3. Use personal technology again to automate delivery of those messages.

Look around you. Unless you’re in a wilderness area you probably see dozens of advertising messages right now on a variety of surfaces. But unless you’ve been reading this blog for awhile, none of them are for goals you have chosen.

TBYB wants us to get our own messages into the game. I show you how to use a wide range of media to deliver advertising messages to yourself, from sticky notes and 3×5 cards to your computer and cell phone. The goal is to get messages that advocate for our own goals into the media stream that surrounds us.

You can use personal technology to set up systems that automatically deliver messages to your computer or cell phone without any further intervention on your part. Low-tech methods can be very effective too, like putting a picture on your bathroom mirror. Either way, you are frequently prompted to return your attention to a goal you have chosen for yourself.

Personal marketing can change your life

We can’t stop the torrent of advertising streaming toward us every day.
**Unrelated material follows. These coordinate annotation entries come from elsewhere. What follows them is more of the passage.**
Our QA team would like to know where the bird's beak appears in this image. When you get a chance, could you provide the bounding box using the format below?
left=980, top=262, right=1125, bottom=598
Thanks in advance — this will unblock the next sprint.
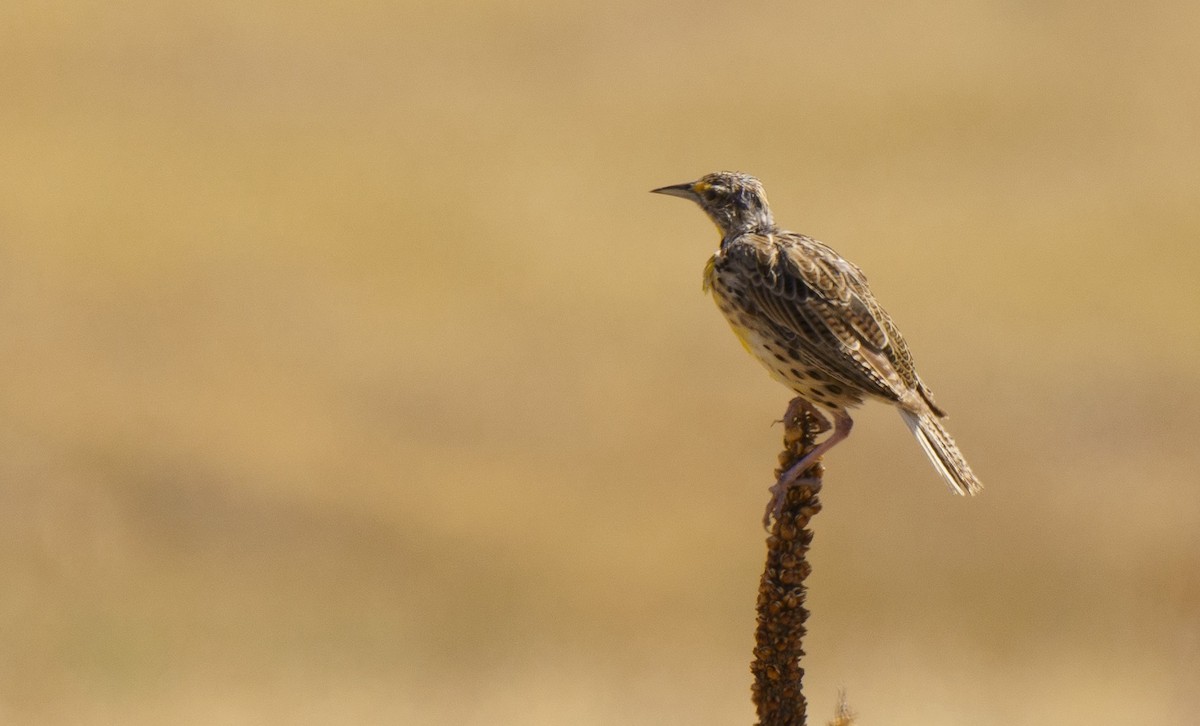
left=650, top=181, right=700, bottom=202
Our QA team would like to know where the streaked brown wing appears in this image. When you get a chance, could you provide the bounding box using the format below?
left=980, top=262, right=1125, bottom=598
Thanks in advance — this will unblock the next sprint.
left=726, top=233, right=917, bottom=400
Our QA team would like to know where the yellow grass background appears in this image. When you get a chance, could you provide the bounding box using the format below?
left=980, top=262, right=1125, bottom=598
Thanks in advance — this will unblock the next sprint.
left=0, top=0, right=1200, bottom=725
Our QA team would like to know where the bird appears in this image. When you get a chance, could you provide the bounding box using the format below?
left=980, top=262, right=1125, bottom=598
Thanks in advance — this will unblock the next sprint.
left=652, top=172, right=983, bottom=527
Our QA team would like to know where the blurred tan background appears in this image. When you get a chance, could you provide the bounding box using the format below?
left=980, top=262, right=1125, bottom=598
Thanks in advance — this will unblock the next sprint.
left=0, top=0, right=1200, bottom=725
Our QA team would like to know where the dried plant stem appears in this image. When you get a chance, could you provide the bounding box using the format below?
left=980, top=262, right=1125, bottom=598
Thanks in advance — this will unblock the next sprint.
left=750, top=398, right=824, bottom=726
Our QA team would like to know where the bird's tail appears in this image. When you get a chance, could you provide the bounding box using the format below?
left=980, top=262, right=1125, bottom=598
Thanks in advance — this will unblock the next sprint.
left=900, top=408, right=983, bottom=496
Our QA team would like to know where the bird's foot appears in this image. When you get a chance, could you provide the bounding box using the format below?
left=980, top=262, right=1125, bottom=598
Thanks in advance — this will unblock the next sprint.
left=775, top=396, right=830, bottom=433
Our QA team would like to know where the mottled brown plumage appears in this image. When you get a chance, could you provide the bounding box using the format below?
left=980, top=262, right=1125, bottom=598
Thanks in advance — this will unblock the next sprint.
left=654, top=172, right=983, bottom=517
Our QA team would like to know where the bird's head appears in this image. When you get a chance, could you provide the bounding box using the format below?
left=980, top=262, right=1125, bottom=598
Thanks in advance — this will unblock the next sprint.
left=652, top=172, right=775, bottom=236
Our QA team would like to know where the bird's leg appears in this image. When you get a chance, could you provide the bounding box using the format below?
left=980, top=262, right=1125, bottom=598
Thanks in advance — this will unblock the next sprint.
left=776, top=396, right=829, bottom=433
left=762, top=408, right=854, bottom=529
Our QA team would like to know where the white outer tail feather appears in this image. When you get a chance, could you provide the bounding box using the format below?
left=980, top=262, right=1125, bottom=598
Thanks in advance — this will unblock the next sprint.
left=900, top=408, right=983, bottom=496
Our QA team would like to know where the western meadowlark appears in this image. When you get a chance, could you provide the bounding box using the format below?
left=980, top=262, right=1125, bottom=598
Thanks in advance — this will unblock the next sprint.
left=653, top=172, right=983, bottom=523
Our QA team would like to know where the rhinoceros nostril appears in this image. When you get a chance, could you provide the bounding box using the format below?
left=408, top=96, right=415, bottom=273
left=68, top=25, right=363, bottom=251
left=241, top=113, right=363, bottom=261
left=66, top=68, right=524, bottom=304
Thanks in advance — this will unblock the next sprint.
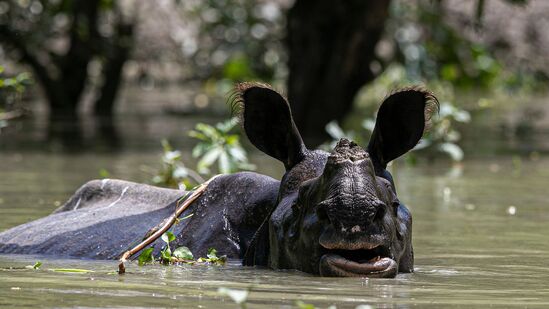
left=316, top=203, right=330, bottom=221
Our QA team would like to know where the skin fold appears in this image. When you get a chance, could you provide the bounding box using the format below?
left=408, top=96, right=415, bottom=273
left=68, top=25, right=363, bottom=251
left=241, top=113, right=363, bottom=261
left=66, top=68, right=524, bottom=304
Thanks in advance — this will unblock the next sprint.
left=0, top=83, right=438, bottom=277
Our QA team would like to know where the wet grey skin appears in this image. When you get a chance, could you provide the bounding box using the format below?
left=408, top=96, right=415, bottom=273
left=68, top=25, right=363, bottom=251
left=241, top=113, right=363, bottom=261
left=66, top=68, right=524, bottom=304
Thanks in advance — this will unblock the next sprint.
left=0, top=83, right=438, bottom=277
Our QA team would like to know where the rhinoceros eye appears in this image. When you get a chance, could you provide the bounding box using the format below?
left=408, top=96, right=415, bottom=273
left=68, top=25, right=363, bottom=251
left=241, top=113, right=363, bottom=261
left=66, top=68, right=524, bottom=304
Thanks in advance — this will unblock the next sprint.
left=392, top=199, right=400, bottom=216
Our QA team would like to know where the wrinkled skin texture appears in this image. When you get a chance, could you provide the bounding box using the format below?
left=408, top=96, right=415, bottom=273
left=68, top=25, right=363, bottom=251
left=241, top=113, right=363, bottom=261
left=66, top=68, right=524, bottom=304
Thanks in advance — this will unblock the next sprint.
left=0, top=83, right=438, bottom=277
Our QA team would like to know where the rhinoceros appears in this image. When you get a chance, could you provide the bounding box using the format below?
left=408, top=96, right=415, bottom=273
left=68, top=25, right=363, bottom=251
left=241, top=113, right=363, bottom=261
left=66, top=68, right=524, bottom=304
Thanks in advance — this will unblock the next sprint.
left=0, top=83, right=438, bottom=277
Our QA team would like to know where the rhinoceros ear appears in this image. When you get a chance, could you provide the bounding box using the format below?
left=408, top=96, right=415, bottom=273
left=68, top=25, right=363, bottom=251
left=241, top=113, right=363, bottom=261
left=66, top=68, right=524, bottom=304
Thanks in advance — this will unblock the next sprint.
left=368, top=87, right=439, bottom=168
left=232, top=83, right=307, bottom=169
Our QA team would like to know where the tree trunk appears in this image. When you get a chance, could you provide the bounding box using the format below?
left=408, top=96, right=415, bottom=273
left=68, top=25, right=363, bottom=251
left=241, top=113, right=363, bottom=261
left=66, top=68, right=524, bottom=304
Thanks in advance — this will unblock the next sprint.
left=287, top=0, right=390, bottom=146
left=94, top=17, right=134, bottom=117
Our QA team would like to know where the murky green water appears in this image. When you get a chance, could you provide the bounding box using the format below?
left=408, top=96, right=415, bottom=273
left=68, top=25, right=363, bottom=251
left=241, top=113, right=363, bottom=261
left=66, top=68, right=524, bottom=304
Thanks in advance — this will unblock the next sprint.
left=0, top=104, right=549, bottom=308
left=0, top=151, right=549, bottom=308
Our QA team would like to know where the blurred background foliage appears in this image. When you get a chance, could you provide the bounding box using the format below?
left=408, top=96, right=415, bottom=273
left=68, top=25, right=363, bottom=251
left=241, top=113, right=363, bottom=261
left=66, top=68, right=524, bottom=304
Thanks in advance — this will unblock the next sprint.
left=0, top=0, right=549, bottom=186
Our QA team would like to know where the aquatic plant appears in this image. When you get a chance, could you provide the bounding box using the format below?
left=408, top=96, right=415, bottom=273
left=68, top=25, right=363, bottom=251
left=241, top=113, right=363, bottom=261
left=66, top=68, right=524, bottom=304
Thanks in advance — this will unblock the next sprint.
left=138, top=232, right=227, bottom=266
left=152, top=139, right=204, bottom=190
left=189, top=118, right=255, bottom=174
left=152, top=118, right=255, bottom=189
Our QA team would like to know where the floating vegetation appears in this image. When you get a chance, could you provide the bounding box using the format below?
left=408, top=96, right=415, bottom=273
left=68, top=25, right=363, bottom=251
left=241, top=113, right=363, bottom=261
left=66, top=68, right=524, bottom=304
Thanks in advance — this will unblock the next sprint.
left=138, top=232, right=227, bottom=266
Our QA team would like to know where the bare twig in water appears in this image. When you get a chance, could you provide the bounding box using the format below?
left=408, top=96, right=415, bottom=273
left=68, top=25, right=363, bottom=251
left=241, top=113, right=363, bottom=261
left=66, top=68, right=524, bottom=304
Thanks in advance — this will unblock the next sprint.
left=118, top=175, right=219, bottom=274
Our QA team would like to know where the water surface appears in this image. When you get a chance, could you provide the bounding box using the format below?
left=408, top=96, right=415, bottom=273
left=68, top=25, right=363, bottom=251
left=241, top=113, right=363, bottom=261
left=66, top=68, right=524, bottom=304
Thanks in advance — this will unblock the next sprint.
left=0, top=150, right=549, bottom=308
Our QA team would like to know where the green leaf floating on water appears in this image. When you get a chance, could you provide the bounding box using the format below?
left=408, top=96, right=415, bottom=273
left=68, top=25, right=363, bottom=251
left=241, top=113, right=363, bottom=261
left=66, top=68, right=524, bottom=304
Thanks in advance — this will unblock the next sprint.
left=50, top=268, right=93, bottom=273
left=25, top=261, right=42, bottom=269
left=162, top=232, right=175, bottom=244
left=217, top=288, right=250, bottom=305
left=137, top=247, right=154, bottom=266
left=172, top=247, right=194, bottom=260
left=207, top=248, right=218, bottom=259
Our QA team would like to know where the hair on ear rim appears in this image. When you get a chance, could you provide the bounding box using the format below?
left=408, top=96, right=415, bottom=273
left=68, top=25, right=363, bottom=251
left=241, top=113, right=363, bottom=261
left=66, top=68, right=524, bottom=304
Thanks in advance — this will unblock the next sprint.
left=227, top=82, right=290, bottom=131
left=382, top=85, right=440, bottom=133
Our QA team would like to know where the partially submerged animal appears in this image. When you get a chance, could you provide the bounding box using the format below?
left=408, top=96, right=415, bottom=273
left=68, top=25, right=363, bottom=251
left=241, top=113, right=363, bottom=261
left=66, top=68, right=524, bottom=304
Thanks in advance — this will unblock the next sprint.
left=0, top=83, right=438, bottom=277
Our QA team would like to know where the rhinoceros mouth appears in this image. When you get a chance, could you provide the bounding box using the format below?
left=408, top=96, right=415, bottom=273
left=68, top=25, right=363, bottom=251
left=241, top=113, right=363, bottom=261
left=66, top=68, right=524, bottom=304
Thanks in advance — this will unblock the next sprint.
left=319, top=247, right=398, bottom=278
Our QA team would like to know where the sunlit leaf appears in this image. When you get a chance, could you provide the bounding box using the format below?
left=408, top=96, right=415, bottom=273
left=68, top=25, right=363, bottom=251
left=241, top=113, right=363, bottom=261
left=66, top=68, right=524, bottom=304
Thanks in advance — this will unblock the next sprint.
left=217, top=288, right=250, bottom=304
left=172, top=247, right=194, bottom=260
left=219, top=151, right=231, bottom=174
left=162, top=231, right=175, bottom=244
left=138, top=247, right=154, bottom=266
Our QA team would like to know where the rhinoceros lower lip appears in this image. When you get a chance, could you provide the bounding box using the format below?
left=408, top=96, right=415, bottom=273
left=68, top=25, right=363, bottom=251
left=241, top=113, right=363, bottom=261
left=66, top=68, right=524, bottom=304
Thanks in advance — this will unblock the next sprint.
left=319, top=253, right=398, bottom=278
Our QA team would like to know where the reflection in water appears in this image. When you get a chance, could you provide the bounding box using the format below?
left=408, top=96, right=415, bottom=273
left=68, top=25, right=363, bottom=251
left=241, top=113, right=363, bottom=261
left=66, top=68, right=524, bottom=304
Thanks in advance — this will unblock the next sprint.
left=0, top=110, right=549, bottom=308
left=0, top=154, right=549, bottom=308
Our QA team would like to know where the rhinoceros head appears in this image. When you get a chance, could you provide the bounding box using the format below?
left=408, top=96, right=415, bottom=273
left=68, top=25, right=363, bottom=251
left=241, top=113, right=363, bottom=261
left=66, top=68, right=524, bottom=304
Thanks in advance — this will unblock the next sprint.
left=233, top=83, right=438, bottom=277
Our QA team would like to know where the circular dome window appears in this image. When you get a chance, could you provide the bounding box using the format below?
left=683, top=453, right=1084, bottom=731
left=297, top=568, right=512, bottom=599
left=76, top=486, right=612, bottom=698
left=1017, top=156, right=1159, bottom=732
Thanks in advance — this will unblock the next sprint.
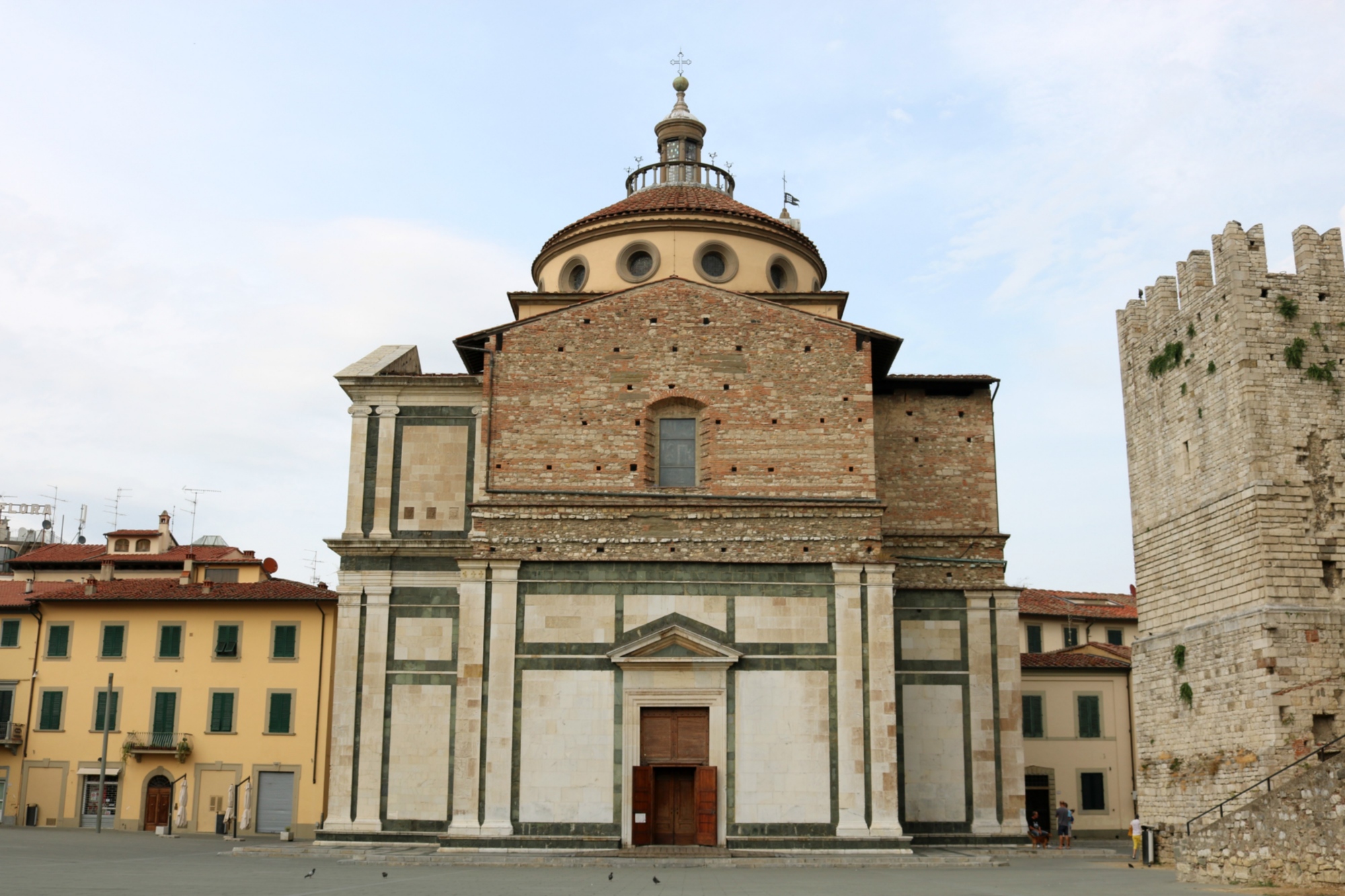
left=625, top=249, right=654, bottom=280
left=765, top=255, right=799, bottom=292
left=560, top=255, right=588, bottom=292
left=691, top=239, right=738, bottom=282
left=616, top=239, right=659, bottom=282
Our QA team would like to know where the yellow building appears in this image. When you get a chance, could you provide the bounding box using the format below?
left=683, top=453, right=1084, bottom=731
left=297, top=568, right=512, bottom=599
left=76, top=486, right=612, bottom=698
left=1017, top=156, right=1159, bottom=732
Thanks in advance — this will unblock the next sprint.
left=0, top=575, right=336, bottom=837
left=1018, top=589, right=1138, bottom=838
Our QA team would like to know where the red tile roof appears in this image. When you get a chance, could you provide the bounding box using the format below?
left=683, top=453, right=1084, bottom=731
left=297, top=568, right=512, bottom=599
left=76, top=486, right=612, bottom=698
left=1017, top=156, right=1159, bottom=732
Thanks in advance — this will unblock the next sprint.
left=1018, top=642, right=1130, bottom=670
left=9, top=545, right=262, bottom=569
left=1018, top=588, right=1138, bottom=619
left=539, top=186, right=816, bottom=254
left=32, top=579, right=336, bottom=603
left=0, top=579, right=70, bottom=607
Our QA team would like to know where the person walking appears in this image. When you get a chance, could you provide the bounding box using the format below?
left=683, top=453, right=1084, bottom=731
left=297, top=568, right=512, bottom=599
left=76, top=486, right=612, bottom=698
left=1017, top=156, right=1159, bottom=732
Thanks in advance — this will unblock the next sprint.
left=1056, top=799, right=1075, bottom=849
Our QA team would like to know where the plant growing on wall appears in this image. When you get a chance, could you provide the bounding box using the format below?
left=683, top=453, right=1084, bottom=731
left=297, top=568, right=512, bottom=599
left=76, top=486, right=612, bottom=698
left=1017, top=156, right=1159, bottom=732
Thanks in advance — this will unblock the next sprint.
left=1303, top=359, right=1336, bottom=382
left=1149, top=341, right=1186, bottom=379
left=1284, top=339, right=1307, bottom=370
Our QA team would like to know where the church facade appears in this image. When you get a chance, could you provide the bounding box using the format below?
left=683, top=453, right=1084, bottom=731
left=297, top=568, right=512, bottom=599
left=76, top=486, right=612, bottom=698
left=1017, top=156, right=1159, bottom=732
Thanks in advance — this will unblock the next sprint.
left=320, top=77, right=1025, bottom=850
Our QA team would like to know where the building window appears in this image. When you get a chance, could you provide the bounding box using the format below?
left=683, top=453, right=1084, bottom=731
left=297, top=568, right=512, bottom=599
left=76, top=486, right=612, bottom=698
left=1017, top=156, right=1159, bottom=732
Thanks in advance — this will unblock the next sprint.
left=1079, top=772, right=1107, bottom=813
left=270, top=623, right=299, bottom=659
left=149, top=690, right=178, bottom=748
left=93, top=690, right=121, bottom=731
left=159, top=624, right=182, bottom=659
left=98, top=623, right=126, bottom=659
left=1075, top=694, right=1102, bottom=737
left=38, top=690, right=66, bottom=731
left=47, top=626, right=70, bottom=659
left=1022, top=694, right=1046, bottom=737
left=210, top=690, right=234, bottom=735
left=659, top=417, right=695, bottom=486
left=1028, top=626, right=1041, bottom=654
left=215, top=624, right=239, bottom=659
left=266, top=690, right=295, bottom=735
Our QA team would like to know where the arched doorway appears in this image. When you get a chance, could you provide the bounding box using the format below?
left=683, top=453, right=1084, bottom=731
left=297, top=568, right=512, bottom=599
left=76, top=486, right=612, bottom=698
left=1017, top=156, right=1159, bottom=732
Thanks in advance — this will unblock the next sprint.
left=145, top=775, right=172, bottom=830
What we can do is make sure at least some of it is advocating for objectives we have chosen for ourselves. My experiments have demonstrated to me that simply changing a few drops in that torrent via the creation of ads by and for myself is incredibly powerful. It seems to influence the choices I make in a way that tips the balance from merely thinking about the life I want to getting up and doing the things necessary to achieve it. I invite you to explore the articles I’ve written about this topic and encourage you to experiment with these and other advertising techniques to help focus your attention on the outcomes you want to create in your life.